Dzięki emerytowanej policjantce nie doszło do tragedii. Szybka reakcja naszej koleżanki pozwoliła na uratowanie 70-latka, który mógł stracić życie. Po udzielonej pomocy mężczyzna został pod opieką rodziny i ma się dobrze.

W środę po godz. 22 dyżurny Komendy Powiatowej Policji w Kozienicach otrzymał zgłoszenie od emerytowanej policjantki, że jej mąż, rozmawiając ze znajomym przez telefon, nagle usłyszał u mężczyzny bełkotliwą mowę i nielogicznie zdania. Według zgłaszającej mężczyzna mógł potrzebować pomocy.
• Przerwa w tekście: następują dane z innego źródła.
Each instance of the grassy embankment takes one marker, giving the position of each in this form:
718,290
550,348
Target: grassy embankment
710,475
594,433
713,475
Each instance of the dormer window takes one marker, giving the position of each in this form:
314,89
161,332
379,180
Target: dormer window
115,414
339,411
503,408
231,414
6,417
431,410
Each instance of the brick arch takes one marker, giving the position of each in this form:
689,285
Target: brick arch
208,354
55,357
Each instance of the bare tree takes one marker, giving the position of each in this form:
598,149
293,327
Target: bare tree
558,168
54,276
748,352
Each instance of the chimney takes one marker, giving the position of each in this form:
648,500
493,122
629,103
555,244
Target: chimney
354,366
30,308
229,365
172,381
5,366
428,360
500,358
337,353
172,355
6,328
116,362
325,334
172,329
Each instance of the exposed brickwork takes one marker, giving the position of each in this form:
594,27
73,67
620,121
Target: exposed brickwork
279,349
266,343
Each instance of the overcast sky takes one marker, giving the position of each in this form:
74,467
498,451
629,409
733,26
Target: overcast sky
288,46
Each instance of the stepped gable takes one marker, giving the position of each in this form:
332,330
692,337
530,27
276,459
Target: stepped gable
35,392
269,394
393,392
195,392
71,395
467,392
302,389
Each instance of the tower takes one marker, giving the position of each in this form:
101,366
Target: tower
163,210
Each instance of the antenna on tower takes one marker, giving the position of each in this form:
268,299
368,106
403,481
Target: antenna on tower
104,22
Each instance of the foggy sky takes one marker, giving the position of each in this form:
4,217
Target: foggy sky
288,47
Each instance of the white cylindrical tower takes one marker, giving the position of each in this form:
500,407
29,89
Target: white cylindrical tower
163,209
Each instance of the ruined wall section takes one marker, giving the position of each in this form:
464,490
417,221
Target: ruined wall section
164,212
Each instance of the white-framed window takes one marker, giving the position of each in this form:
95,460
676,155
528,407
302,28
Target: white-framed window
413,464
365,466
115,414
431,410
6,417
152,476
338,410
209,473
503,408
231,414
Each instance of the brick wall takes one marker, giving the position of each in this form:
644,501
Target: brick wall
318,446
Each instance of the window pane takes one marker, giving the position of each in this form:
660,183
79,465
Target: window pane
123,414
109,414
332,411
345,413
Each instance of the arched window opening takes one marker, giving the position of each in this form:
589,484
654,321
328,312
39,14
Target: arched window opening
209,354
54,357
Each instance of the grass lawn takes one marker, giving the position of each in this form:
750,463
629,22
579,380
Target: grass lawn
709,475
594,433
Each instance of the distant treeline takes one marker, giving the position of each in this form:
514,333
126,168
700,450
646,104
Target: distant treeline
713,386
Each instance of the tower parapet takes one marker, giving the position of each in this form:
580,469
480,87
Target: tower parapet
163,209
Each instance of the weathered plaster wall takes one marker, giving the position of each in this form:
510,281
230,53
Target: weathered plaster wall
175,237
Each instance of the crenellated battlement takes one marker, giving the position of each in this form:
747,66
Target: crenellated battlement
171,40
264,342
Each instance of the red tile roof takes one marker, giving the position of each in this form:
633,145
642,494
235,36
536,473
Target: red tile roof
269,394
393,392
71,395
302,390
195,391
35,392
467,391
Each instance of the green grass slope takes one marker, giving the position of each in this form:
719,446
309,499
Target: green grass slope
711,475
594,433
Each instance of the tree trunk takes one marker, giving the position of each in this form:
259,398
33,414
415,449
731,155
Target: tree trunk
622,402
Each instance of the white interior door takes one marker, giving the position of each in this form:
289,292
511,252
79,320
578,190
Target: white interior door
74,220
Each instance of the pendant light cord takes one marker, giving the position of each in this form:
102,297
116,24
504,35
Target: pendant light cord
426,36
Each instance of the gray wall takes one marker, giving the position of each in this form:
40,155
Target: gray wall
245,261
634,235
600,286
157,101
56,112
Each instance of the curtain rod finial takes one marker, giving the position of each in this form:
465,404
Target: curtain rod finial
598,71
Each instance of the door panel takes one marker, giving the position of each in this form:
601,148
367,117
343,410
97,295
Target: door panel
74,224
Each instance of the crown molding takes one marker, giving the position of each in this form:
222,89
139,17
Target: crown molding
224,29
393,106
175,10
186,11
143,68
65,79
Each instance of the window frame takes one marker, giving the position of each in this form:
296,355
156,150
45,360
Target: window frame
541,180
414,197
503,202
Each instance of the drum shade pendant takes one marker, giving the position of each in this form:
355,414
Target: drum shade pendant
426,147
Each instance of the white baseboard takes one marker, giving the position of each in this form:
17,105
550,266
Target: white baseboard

Dyżurny próbował dodzwonić się na numer mężczyzny, lecz telefonu nikt nie odbierał. Natychmiast ustalił dokładny miejsce zamieszkania i wysłał na miejsce patrol Policji oraz powiadomił straż pożarną i pogotowie. Po dojechaniu służb na miejsce nikt nie otwierał drzwi i nie było słychać żadnych dźwięków. Przed drzwiami siedział też kot, którego mężczyzna dokarmia. W między czasie policjanci ustalił dane opiekuna starszego mężczyzny.

Po wejściu do mieszkania mężczyźnie natychmiast została udzielona pomoc przez załogę pogotowia. Mieszkający sam 70-latek chorował na serce oraz cukrzycę. Dzięki szybkiej reakcji naszej koleżanki i pomocy wszystkich służb mężczyzna trafił pod opieką rodziny.